Но ведь на Балтике и впрямь располагался остров, по значению вполне сопоставимый с Иерусалимом для христианского мира! Это современный Рюген, «остров Рус» арабских авторов X века, Буян русских сказок и заклинаний. На нем немало белых скал, а языческий культ балтийских славян, центром которого была Аркона, включал хранение отсеченных голов, принесенных в жертву богам или убитых на войне врагов («мертвая голова, человечья кость» говорит Василию Буслаеву: «Я молодец не хуже тебя был»). Собственно, отдельное хранение черепов жертв свойственно всему славянскому язычеству, западнославянскому – в особенности (о чем далее будет особый разговор). Возможно, здесь влияние кельтов, столь ощутимое у славян вообще и у балтийских славян в особенности (само слово «волхв» иные исследователи считают происходящим от славянского названия кельтов – «волохов»), А может быть, корни жутковатого обычая лежат глубже – в древнеевропеискои культуре «строителей мегалитов», сооружений из грубо обтесанных каменных глыб (самое известное – британский Стоунхендж), было в обычае хранить в этих сооружениях‑святилищах черепа. Так соединяются воедино «бел‑горюч камень» и мертвая голова из былины.
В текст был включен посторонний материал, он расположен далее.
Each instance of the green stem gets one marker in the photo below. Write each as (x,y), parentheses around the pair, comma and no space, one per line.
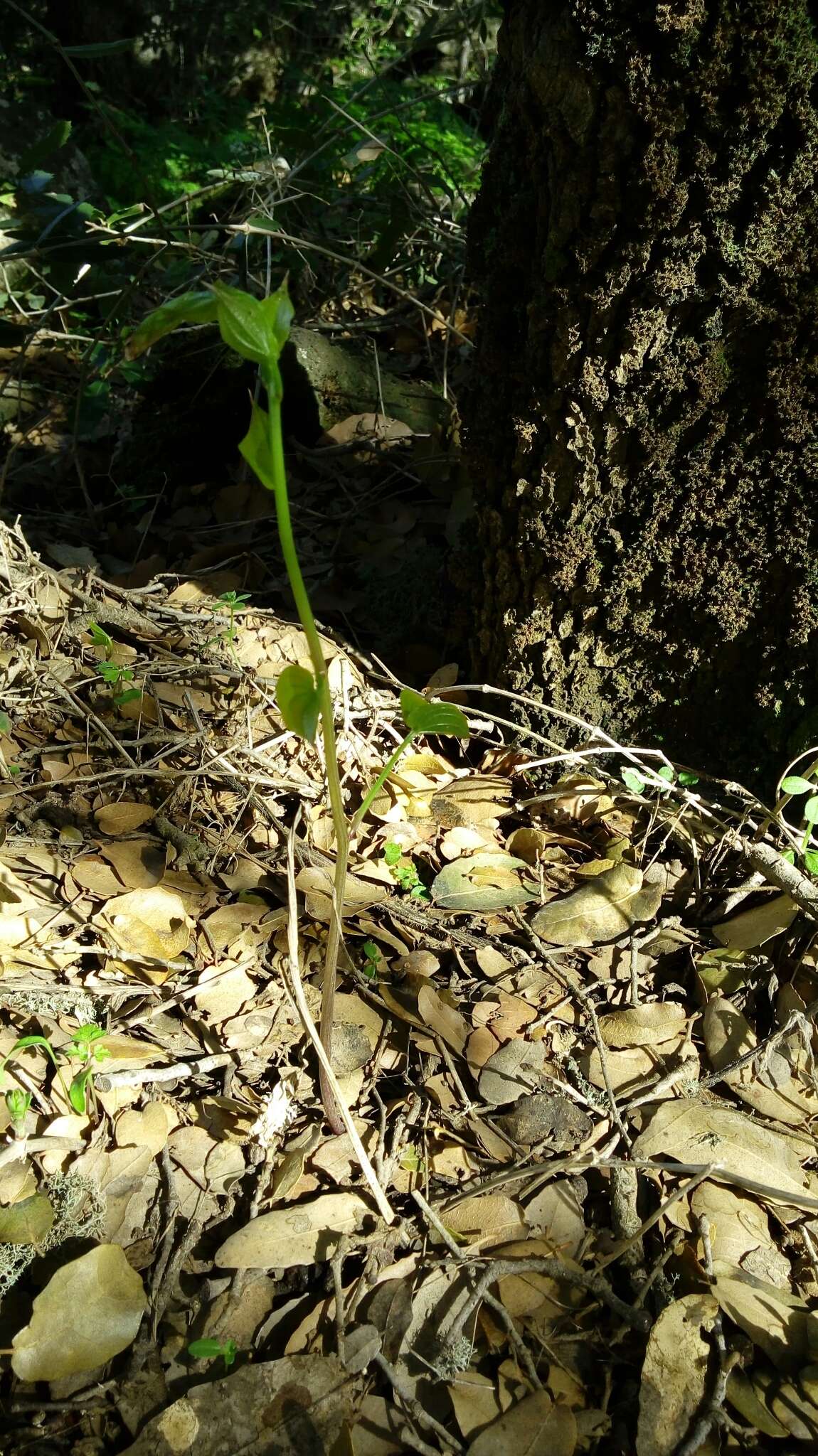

Еще в конце XI века из третий век как христианской Чехии приезжали на Рюген паломники за пророчествами. Вполне допустимо и плавание на Рюген новгородских удальцов, и плавание такое вполне было сопоставимо с посещением христианами Иерусалима, которым и заменилось, очевидно, в былине, когда древняя религия окончательно отошла в прошлое, Аркона была разрушена, а Рюген стал германским. Это тем вероятнее, что происхождение новгородцев с южного берега Балтики, из лежащих рядом с Рюгеном прибрежных краев, доказано – как говорит летопись, «людие новгородские от рода ваояжска». На него указывают особенности новгородского диалекта – сохранившиеся доселе в живой речи тех же поморов и отразившиеся в знаменитых новгородских берестяных грамотах. На него же указывает западнославянская керамика в древнейших слоях Новгорода и Пскова, западнославянская конструкция новгородских укреплений, не имеющая подобий на юге Руси, западнославянские хлебные печи, наконечники стрел и многие другие археологические доказательства. Наконец, на переселение указывают черепа древних новгородцев, ладожан и псковичей в могилах XI–XIII веков, вполне подобные черепам балтийских славян‑ободритов. Христианство в Новгородских землях распространялось очень медленно – как мы помним, в конце XI века буйный Господин Великий Новгород с редкостным, почти небывалым единодушием поднялся против епископа за языческого жреца‑волхва. В 1166 году новгородский архиепископ Илья говорил своим священникам, что «земля наша недавно крещена», и вспоминал, как очевидец, «первых попов». Где‑то в то же время «Слово к невеждам о посте» упоминает в ряду нехристианских народов, кроме булгар и половцев, вятичей и словен‑новгородцев. Так что авторитет святынь предков – балтийских славян‑варягов – в этих полуязыческих краях должен был сохраняться очень и очень долго. Наконец, Рюген был просто ближе к Новгороду, чем тот же Иерусалим или даже Царьград, а Новгород – ближе к Рюгену, чем Чехия, из которой туда добирались пилигримы.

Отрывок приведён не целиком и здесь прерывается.